Can travel make you smarter? | Column

I never feel more enlightened, more inspired, more educated than when I travel, especially to far-flung and exotic places. Without fail, I come back a different person, feeling enriched and full of gratitude for what life has to offer.

I never feel more enlightened, more inspired, more educated than when I travel, especially to far-flung and exotic places. Without fail, I come back a different person, feeling enriched and full of gratitude for what life has to offer.

Traveling can broaden your horizon, both literally and figuratively speaking, and that is nothing new. As Mark Twain once famously said, “Travel is fatal to prejudice, bigotry and narrow-mindedness.” But can it also improve our mental capacities? Scientists in Germany, who conducted a recent study of how our minds respond to new experiences that come with travel and exploration, say yes. And it does not only apply to humans. Even the tiny brains of lab mice seem to benefit from roaming around.

For the study, the researchers kept 60 adult, female, genetically identical mice in a large enclosure that provided what they called an “enriched environment” where multiple objects and arrangements challenged the animals to interact with unfamiliar and changing surroundings. They divided them in three groups, one of which they exposed to the richest environment, providing numerous learning opportunities; the second group was limited to smaller, much less stimulating spaces; the third was used as the control group.

To measure the amount of encounters with new events each group faced for the duration of the experiment, a total of 105 days, the mice were outfitted with tracking devices and monitored with sensors placed all around them.

As it turned out, the group that was allowed the most exploratory activity clearly developed a greater amount of hippocampal neurogenesis, meaning they showed significantly more activity in the hippocampus, a region in the brain that is primarily responsible for learning, than their less adventurous, more homebound counterparts.

“Those who move around a lot have many more experiences,” said Dr. Gerd Kempermann, a neurologist and one of the authors of the study, in an interview with the German newsmagazine Der Spiegel. “The brains of active individuals produce additional neurons in anticipation of more experiences to come and to deal with them effectively.”

What are the implications for us humans, if any? “If experiences and lifestyle choices have such a great influence on the individual structure of the brain in mice, chances are that this happens for us even more so,” Dr. Kempermann added.

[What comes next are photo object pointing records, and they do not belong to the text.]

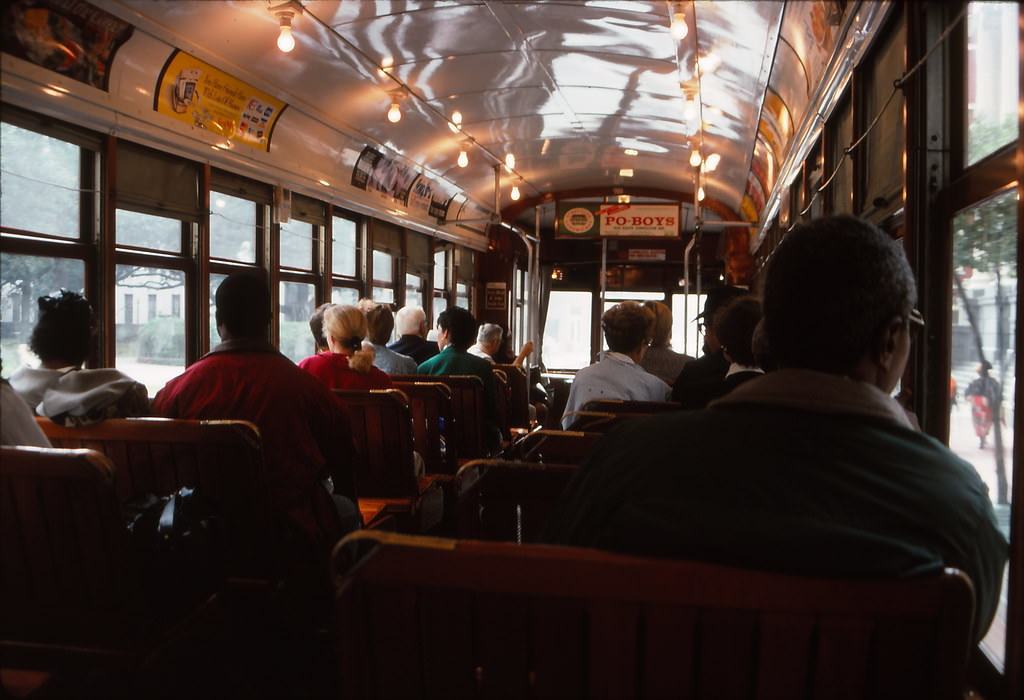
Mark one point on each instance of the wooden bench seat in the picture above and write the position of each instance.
(553, 446)
(506, 500)
(71, 597)
(222, 460)
(385, 474)
(428, 617)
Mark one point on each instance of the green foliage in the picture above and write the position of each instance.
(985, 235)
(296, 341)
(162, 341)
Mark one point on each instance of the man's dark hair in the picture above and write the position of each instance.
(625, 326)
(830, 289)
(460, 324)
(64, 330)
(380, 323)
(244, 304)
(734, 325)
(716, 299)
(316, 325)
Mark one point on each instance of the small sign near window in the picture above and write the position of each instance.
(496, 297)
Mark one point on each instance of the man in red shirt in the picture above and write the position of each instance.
(304, 428)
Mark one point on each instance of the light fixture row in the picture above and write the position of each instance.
(287, 11)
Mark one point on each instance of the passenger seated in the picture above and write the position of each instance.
(60, 389)
(659, 359)
(316, 327)
(380, 323)
(712, 364)
(456, 327)
(17, 423)
(347, 364)
(617, 375)
(488, 342)
(812, 469)
(734, 325)
(304, 428)
(412, 324)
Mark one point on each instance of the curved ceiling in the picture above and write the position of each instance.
(580, 92)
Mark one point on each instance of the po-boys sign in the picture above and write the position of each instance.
(609, 220)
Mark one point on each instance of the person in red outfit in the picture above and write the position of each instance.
(347, 364)
(304, 428)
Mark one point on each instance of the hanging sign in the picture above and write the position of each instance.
(70, 37)
(616, 220)
(646, 254)
(197, 93)
(495, 296)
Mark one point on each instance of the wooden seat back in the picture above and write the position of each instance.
(430, 403)
(553, 446)
(468, 413)
(505, 500)
(597, 421)
(382, 435)
(425, 617)
(519, 388)
(65, 574)
(633, 407)
(223, 460)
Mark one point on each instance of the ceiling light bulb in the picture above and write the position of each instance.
(679, 27)
(286, 42)
(456, 122)
(690, 110)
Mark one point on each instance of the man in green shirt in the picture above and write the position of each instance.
(456, 332)
(812, 469)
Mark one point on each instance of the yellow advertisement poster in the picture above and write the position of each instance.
(197, 93)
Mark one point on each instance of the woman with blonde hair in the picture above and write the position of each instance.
(347, 363)
(659, 359)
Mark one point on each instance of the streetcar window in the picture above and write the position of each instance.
(232, 228)
(344, 247)
(383, 277)
(146, 230)
(414, 290)
(983, 352)
(567, 332)
(151, 340)
(40, 183)
(297, 245)
(215, 280)
(344, 295)
(686, 336)
(25, 278)
(297, 302)
(992, 64)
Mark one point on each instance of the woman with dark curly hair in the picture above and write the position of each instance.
(59, 388)
(347, 364)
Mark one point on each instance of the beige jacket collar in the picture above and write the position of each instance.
(818, 392)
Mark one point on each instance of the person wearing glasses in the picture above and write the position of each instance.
(812, 469)
(713, 364)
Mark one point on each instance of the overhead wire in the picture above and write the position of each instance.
(897, 86)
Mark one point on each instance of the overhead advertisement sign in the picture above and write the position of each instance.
(616, 220)
(70, 37)
(197, 93)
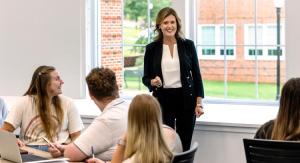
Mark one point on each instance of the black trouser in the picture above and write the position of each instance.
(176, 116)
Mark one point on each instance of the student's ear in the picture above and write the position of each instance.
(92, 97)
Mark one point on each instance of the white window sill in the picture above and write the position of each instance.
(215, 113)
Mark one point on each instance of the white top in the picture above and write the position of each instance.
(170, 67)
(104, 132)
(172, 139)
(24, 115)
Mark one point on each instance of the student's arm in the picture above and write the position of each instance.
(74, 135)
(8, 127)
(118, 156)
(70, 151)
(74, 153)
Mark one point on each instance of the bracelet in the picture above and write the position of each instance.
(199, 105)
(121, 142)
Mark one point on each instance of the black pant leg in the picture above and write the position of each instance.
(167, 109)
(185, 123)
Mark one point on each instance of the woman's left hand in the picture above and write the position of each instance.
(199, 111)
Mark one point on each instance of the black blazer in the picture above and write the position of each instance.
(190, 75)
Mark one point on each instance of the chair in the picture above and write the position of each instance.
(187, 156)
(271, 151)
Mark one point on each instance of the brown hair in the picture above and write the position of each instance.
(162, 14)
(38, 89)
(145, 137)
(287, 123)
(102, 83)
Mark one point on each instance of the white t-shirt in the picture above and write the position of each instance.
(172, 139)
(104, 132)
(24, 115)
(170, 67)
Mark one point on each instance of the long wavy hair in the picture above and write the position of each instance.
(102, 84)
(144, 132)
(162, 14)
(287, 123)
(38, 90)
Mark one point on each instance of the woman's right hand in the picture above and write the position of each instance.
(94, 160)
(56, 150)
(20, 143)
(156, 82)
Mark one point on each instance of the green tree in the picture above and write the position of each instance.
(137, 9)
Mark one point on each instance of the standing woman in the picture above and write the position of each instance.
(171, 72)
(43, 112)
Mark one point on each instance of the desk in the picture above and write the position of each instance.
(35, 152)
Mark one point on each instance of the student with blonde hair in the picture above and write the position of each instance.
(44, 112)
(146, 140)
(286, 126)
(101, 137)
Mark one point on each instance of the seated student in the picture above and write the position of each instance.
(286, 126)
(43, 112)
(146, 139)
(107, 128)
(3, 111)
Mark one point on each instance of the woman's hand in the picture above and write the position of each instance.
(20, 143)
(94, 160)
(56, 150)
(156, 82)
(199, 111)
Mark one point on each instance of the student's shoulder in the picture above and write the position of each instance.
(65, 100)
(153, 44)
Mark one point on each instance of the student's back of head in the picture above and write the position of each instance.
(144, 133)
(287, 123)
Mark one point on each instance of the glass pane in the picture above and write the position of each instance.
(269, 65)
(210, 15)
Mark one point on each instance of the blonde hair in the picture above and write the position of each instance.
(287, 123)
(38, 90)
(162, 14)
(144, 133)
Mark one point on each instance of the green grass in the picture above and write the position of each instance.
(236, 90)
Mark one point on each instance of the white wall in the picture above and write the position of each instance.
(292, 39)
(42, 32)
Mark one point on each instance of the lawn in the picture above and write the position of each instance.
(236, 90)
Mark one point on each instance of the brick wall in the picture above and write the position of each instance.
(210, 12)
(239, 12)
(111, 36)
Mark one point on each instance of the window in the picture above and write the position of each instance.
(266, 42)
(211, 39)
(246, 33)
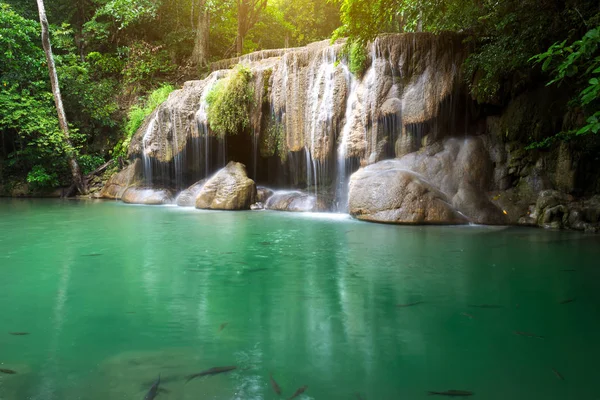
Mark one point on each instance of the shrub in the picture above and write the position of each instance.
(230, 101)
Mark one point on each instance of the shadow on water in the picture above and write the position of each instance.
(341, 306)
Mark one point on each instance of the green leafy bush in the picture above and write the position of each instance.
(579, 64)
(358, 58)
(40, 178)
(230, 101)
(136, 116)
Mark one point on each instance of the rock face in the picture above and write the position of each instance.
(152, 197)
(187, 198)
(441, 184)
(120, 182)
(295, 201)
(306, 105)
(384, 192)
(229, 189)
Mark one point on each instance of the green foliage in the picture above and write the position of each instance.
(137, 114)
(89, 162)
(503, 35)
(578, 64)
(358, 58)
(40, 178)
(230, 101)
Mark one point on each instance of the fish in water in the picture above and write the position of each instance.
(257, 270)
(558, 375)
(453, 393)
(7, 371)
(153, 392)
(409, 304)
(528, 334)
(212, 371)
(485, 306)
(299, 392)
(274, 384)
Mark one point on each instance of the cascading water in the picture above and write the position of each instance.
(203, 128)
(342, 152)
(320, 105)
(312, 122)
(145, 156)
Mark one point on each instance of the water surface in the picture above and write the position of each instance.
(112, 295)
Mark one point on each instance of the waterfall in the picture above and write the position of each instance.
(145, 156)
(312, 122)
(203, 128)
(342, 152)
(319, 116)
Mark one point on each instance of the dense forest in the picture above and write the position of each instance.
(118, 59)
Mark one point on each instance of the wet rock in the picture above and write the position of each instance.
(263, 194)
(120, 182)
(442, 183)
(153, 197)
(228, 189)
(295, 201)
(386, 192)
(187, 198)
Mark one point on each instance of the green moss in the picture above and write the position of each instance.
(229, 103)
(273, 141)
(358, 58)
(136, 116)
(266, 80)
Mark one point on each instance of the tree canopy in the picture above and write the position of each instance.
(111, 54)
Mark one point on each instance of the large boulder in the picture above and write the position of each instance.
(229, 189)
(444, 183)
(187, 198)
(294, 201)
(263, 194)
(120, 182)
(152, 197)
(385, 192)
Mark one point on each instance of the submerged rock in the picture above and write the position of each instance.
(444, 183)
(187, 198)
(153, 197)
(294, 201)
(229, 189)
(120, 182)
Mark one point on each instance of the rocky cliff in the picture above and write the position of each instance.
(427, 153)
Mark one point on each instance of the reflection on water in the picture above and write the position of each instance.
(112, 295)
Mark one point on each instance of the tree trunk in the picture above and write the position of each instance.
(239, 40)
(62, 118)
(200, 53)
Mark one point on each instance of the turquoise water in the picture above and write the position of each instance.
(112, 295)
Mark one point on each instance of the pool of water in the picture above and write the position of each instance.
(113, 295)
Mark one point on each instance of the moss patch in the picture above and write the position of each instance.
(229, 103)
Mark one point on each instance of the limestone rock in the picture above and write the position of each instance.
(187, 198)
(118, 183)
(228, 189)
(386, 192)
(153, 197)
(263, 194)
(444, 183)
(295, 201)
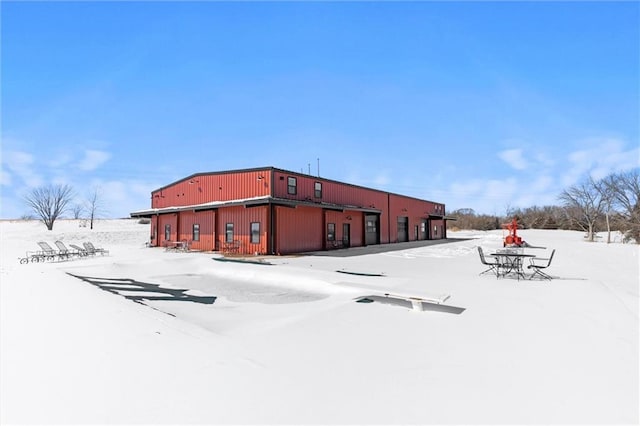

Other clinical studies have long suggested that stimulating the mind through lifetime learning can slow down, if not prevent, age-related mental decline like memory loss and dementia. A high level of education acquired early in life seems to be of advantage as well because already established neural connections become reinforced with later learning, a process that is known as “neural redundancy.”

Obviously, filling one’s passport with more stamps by itself does not add more IQ points.

But openness and curiosity, the willingness to question old views and convictions, and seeing the world from different angles can keep us young at heart, which includes the mind.